Michael Joseph Moody (born 30 August 1950) is an English guitarist, and a former member of the rock bands Juicy Lucy and Whitesnake. He was also a founder-member of Snafu. Together with his former Whitesnake colleague Bernie Marsden he founded the Moody Marsden Band, and later, The Snakes, having previously collaborated with unofficial 5th Status Quo member Bob Young in Young & Moody. Along with Marsden and ex-Whitesnake bassist, Neil Murray, he formed The Company of Snakes and M3 Classic Whitesnake with which they mainly performed early Whitesnake songs. More recently, he has toured and recorded with Snakecharmer.

Besides this, Moody has also toured with Roger Chapman, Frankie Miller and Chris Farlowe. He has also performed live alongside the likes of Eric Clapton, Alvin Lee, Mick Taylor, Bruce Dickinson, Sam Brown, Gary Brooker, Suggs, Dennis Locorriere, Paul Jones, P. P. Arnold, James Hunter, Rick Wakeman, Jon Lord, Newton Faulkner, Uriah Heep, Alice Cooper, Mark King, Alfie Boe, Sandi Thom, Brian Auger, Paul Weller, Eric Bibb, Meat Loaf, Boy George, Elkie Brooks, Nona Hendryx, Mud Morganfield and one of his early guitar heroes, Duane Eddy.[citation needed] Since 2000 he has released several solo albums: I Eat Them For Breakfast (2000), Don't Blame Me (2006), Acoustic Journeyman (2007) and Electric Journeyman (2009).[1] A versatile guitarist, Moody has been an active session musician and his own website lists over 100 albums to which he has contributed musically. 2006 saw the release of the autobiographical Playing With Trumpets – A Rock 'n' Roll Apprenticeship, a memoir about his early days on the music scene.[2] Another book of memoirs Snakes And Ladders was released in 2016. His library music has been featured on such TV programmes as Waking the Dead, Bo' Selecta!, America's Next Top Model, How to Look Good Naked, Top Gear, Horizon, Jersey Shore, Mad Men, Wife Swap and Paul Hollywood's Bread.[citation needed]

Biography[edit]

1960s[edit]

While at school in Middlesbrough and attending private guitar lessons, Moody formed The Roadrunners with others from the area including Paul Rodgers (later of Free and Bad Company).

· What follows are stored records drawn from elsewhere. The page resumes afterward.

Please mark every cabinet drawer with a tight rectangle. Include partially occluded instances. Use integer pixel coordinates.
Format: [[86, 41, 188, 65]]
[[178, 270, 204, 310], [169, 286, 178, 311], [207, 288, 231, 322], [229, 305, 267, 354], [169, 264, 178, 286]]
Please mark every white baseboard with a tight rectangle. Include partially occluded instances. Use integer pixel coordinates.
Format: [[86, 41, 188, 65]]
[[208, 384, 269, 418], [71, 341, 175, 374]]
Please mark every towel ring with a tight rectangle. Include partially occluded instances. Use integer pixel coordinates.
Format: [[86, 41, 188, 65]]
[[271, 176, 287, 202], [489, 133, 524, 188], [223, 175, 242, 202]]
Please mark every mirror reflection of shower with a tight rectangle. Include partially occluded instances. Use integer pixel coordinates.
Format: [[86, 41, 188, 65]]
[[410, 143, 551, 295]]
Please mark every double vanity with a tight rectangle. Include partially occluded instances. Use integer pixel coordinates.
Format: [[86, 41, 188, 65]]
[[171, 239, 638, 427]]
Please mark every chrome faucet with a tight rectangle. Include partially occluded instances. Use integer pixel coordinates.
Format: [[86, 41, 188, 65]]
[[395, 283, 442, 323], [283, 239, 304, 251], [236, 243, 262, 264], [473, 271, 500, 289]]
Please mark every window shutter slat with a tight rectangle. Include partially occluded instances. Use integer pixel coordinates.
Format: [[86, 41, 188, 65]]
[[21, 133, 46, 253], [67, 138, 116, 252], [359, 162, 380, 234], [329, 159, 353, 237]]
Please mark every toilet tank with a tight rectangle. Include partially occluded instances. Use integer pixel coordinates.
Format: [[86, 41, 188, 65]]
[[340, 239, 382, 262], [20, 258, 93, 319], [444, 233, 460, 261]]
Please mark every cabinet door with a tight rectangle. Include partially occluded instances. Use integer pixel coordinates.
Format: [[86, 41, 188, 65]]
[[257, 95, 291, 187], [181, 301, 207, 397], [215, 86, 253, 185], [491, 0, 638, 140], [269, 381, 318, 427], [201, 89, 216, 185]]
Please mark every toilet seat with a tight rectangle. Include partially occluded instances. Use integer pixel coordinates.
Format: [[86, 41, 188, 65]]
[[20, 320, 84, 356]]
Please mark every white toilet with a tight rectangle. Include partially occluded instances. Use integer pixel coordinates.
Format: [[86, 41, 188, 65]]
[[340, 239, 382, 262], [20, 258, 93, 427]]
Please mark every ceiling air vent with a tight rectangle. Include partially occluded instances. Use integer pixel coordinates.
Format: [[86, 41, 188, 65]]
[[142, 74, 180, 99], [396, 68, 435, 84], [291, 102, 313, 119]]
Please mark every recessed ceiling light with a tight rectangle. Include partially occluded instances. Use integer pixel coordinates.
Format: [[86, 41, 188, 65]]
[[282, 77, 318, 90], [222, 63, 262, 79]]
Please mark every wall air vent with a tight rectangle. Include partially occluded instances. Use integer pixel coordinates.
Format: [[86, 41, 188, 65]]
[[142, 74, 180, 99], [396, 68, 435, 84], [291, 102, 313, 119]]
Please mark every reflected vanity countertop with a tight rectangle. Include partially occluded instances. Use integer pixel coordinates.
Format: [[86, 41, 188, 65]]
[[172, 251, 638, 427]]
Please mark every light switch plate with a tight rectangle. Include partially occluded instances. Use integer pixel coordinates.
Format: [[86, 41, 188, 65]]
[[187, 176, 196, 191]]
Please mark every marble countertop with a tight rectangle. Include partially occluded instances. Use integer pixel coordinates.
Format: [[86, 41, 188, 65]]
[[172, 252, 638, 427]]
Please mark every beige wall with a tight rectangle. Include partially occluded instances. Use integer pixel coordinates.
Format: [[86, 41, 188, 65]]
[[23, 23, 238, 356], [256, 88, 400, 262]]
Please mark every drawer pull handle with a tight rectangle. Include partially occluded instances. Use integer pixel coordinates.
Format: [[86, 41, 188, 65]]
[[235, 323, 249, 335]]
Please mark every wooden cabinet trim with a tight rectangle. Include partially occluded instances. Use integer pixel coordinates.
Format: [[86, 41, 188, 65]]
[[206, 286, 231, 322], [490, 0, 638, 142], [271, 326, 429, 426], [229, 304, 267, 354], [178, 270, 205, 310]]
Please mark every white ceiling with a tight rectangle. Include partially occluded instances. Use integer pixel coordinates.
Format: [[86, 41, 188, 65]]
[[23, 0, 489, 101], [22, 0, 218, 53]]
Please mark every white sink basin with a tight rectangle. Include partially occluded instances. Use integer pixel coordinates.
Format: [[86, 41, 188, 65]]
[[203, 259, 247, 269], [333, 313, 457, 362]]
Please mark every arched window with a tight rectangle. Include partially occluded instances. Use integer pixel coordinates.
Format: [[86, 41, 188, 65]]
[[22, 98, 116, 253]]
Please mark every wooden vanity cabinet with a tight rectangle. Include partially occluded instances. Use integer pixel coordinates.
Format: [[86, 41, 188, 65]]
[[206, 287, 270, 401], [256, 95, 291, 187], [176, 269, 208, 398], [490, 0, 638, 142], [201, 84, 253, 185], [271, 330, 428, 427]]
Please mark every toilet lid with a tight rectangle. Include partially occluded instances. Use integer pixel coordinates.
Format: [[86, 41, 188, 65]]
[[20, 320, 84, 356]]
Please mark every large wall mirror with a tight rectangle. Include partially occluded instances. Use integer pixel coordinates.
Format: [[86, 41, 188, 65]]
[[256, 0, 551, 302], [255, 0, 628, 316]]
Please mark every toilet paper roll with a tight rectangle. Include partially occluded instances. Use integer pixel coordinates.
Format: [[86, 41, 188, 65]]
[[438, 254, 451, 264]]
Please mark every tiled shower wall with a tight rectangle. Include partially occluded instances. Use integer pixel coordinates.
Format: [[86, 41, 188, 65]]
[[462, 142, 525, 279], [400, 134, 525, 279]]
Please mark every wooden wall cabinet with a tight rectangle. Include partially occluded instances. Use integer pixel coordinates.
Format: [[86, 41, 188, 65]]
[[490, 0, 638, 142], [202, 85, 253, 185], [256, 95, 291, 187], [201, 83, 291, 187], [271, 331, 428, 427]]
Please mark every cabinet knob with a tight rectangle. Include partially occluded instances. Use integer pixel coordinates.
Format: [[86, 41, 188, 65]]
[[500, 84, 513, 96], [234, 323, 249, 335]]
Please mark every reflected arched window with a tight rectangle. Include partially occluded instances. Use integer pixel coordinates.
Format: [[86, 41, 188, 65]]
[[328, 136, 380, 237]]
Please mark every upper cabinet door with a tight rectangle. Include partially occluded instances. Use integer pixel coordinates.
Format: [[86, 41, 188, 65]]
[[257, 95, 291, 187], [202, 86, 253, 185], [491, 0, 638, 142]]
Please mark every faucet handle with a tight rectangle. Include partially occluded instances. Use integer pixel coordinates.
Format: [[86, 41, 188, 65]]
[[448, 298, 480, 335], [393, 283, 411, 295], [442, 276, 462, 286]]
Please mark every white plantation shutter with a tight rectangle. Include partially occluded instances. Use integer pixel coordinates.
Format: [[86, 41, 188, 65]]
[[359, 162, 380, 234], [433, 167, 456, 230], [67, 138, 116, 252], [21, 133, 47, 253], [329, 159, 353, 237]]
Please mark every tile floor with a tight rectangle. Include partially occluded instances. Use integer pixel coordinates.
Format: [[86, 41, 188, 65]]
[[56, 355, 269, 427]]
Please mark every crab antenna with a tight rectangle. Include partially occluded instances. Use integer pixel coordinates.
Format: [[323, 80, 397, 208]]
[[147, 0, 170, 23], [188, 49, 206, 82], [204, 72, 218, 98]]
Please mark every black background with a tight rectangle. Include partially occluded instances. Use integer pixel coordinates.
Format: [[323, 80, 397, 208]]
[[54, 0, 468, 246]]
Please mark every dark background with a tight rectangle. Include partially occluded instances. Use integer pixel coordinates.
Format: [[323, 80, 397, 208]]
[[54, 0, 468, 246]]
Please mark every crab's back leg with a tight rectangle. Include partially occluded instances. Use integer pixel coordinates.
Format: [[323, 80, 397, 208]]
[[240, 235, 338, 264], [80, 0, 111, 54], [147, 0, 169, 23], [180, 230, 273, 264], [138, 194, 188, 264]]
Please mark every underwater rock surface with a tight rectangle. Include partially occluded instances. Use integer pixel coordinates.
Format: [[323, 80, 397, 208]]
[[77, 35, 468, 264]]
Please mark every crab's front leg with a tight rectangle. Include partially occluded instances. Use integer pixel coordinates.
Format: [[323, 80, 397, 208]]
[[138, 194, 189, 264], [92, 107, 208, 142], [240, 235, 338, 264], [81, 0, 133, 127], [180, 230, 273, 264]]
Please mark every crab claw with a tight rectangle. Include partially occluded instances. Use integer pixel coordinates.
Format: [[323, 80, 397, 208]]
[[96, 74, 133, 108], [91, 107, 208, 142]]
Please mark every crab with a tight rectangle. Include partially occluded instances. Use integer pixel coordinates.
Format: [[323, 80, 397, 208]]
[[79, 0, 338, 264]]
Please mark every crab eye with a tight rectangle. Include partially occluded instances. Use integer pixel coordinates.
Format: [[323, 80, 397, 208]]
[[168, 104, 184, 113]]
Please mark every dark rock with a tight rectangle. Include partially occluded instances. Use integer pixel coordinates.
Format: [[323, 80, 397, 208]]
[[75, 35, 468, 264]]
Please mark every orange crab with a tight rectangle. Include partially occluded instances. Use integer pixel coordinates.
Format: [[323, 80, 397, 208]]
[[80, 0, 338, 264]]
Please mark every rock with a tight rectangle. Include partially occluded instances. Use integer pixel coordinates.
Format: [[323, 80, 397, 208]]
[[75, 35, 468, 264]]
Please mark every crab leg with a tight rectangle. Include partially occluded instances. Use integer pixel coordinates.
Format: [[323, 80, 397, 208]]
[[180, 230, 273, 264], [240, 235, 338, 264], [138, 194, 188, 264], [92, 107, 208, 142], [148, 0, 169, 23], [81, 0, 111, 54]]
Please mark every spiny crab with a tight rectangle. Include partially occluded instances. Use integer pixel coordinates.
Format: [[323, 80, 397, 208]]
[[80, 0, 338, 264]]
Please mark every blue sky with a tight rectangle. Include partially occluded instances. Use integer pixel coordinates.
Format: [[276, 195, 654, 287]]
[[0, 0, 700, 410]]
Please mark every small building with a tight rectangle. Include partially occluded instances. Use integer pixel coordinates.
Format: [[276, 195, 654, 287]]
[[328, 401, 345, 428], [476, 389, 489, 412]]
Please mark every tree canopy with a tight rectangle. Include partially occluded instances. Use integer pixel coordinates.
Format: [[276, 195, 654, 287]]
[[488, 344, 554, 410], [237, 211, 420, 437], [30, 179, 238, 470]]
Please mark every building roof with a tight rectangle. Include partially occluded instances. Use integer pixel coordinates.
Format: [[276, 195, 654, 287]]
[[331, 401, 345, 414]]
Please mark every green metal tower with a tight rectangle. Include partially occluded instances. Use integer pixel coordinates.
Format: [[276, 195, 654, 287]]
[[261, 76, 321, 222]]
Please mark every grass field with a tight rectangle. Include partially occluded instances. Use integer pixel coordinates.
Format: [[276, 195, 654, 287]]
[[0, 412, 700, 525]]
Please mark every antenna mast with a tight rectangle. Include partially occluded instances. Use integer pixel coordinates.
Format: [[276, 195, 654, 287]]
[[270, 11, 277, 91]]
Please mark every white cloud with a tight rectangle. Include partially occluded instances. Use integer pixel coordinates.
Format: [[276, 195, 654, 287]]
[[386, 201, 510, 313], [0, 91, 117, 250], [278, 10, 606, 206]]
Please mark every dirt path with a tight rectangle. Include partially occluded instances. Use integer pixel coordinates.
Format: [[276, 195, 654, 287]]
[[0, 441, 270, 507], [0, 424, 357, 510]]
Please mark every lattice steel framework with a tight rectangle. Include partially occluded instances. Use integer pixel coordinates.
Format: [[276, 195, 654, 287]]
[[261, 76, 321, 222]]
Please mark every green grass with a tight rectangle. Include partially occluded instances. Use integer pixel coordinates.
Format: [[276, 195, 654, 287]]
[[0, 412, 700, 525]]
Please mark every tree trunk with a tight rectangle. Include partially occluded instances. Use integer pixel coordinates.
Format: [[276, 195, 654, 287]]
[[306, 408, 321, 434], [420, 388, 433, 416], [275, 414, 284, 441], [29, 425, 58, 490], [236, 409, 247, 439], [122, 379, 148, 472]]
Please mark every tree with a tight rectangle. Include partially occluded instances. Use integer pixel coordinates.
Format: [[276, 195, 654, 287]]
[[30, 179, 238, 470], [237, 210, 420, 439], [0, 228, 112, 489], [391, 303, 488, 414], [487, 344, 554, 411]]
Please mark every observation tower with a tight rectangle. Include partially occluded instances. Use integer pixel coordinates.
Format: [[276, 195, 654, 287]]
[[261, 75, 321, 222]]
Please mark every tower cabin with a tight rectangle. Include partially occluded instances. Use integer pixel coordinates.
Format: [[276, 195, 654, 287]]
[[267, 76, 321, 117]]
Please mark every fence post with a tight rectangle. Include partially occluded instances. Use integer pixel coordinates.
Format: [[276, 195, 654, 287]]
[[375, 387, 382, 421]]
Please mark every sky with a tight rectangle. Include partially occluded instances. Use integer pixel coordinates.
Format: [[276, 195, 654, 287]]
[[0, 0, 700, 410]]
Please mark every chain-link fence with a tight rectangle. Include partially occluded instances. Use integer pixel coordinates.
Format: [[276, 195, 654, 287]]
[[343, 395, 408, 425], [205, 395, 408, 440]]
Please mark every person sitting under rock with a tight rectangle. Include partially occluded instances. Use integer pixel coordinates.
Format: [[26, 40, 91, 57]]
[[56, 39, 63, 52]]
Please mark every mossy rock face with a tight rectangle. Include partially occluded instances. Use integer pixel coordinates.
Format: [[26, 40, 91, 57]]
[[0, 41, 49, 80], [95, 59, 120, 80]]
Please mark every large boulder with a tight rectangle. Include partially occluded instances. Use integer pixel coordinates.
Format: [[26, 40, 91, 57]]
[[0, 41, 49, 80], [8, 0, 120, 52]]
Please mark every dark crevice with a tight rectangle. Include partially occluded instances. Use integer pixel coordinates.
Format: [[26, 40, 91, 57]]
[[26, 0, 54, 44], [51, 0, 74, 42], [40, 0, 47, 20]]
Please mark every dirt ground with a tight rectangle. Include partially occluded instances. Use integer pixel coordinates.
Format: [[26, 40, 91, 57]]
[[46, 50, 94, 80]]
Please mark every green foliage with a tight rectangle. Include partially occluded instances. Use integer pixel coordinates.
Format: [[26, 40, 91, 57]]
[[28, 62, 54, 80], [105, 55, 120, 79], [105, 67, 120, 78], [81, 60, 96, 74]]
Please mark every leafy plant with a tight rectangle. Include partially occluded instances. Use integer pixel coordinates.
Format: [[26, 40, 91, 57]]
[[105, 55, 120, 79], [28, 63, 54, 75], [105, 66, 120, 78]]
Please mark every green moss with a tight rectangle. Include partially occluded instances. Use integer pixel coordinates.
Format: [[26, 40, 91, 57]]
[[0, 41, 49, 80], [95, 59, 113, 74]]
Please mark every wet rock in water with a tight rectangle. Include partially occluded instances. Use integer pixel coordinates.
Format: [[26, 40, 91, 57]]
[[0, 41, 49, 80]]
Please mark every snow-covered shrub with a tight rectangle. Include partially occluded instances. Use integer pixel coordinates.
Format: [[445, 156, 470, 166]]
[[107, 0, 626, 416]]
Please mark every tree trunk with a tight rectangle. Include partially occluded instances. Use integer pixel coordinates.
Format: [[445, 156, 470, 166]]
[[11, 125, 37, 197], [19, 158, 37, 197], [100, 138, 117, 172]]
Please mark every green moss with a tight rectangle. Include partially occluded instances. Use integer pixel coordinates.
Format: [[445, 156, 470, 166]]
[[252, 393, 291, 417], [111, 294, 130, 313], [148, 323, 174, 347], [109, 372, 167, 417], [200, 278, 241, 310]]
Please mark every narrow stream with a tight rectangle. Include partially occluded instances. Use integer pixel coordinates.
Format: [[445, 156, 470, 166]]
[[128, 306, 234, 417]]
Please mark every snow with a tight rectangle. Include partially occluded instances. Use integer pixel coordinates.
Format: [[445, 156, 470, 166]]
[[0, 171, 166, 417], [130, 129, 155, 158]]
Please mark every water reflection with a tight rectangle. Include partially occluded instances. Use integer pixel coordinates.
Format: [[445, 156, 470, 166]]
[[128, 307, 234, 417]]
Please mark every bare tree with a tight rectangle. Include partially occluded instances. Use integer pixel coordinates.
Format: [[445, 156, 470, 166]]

They were subsequently joined by bass player Bruce Thomas, later to play with Elvis Costello and the Attractions. The band performed covers in local halls and clubs. By 1967 they had developed and outgrown the local music scene and turned professional, changing their name to The Wildflowers and subsequently moving to London. They had some success and undertook some touring, but relationships within the band frayed and they eventually split without making any recordings. Moody returned home to Middlesbrough where for a while he widened his musical horizons by taking classical guitar lessons. He also became increasingly interested in slide guitar techniques (a style he would later be closely associated with). While living in Middlesbrough he was asked by local singer and entrepreneur John McCoy, to form a group which became Tramline. A deal for two albums was signed with Island Records, but by the time the second album was released the band had broken up. Moody joined Lucas and the professional Soul band Mike Cotton Sound who became Gene Pitney's backing band for UK tours as well as others such as Paul Jones.[3][4]

1970s[edit]

In 1970 he joined recently re-patriated keyboard player Zoot Money as guitarist. He then replaced Neil Hubbard in Juicy Lucy with whom he recorded three albums and toured extensively before the group disbanded. After the band split, Moody co-founded Snafu which combined his funk-rock guitar style with U.S down-home stateside grooves. The band recorded three albums SNAFU, Situation Normal and All Funked Up. They also appeared on a John Peel The Old Grey Whistle Test session and the T.V series Supersonic. Extensive touring followed before the band broke up. At this time Moody undertook occasional work as a session player most notably for Graham Bonnet. He also contributed to one track on Gerry Rafferty's City to City. He performed with the former Status Quo drummer John Coghlan's Diesel Band, then recorded an album with the band's tour manager and lyricist Bob Young which became Young & Moody. He then toured with Frankie Miller and stood in as a guest with Hinkley's Heroes before joining his friend David Coverdale. Moody knew Coverdale – who had fronted Deep Purple and was looking to undertake a solo venture – from the Middlesbrough music scene in the late sixties. Coverdale invited Moody to work with him and the album White Snake was released in 1977. Moody shared writing credits on four songs including the title track. A second album Northwinds followed in 1978, on which Moody contributed to three songs. Following the demise of Deep Purple MkIV, Coverdale and Moody joined forces with Bernie Marsden, Neil Murray, Dave 'Duck' Dowle and keyboardist Brian Johnston to form a band that took its name Whitesnake from the title of Coverdale's first solo album. In 1978 they recorded the E.P Snakebite followed by two studio albums, Trouble (1978) and Lovehunter (1979), recorded by a modified lineup with Jon Lord on keyboards. Moody is credited with cowriting four of the tracks on Trouble and was sole writer of 'Belgian Tom's Hat Trick', an instrumental. While working with Whitesnake he also played slide guitar on Roger Chapman's debut solo album Chappo.[citation needed]

1980s[edit]

Moody contributed slide guitar to three tracks on former Lindisfarne member Ray Jackson's solo debut In the Night, which was released in 1980. By this point Whitesnake now featured Ian Paice from Deep Purple on drums, who had been brought into the group to replace Dowle. In 1980 this line up released the album Ready an' Willing, from which two UK singles were taken, Fool for Your Loving and the album title track, both co-written by Moody. The band also released the double album Live...in the Heart of the City in the same year. At his time he recorded two singles with Bob Young, with all tracks written by Moody.[citation needed]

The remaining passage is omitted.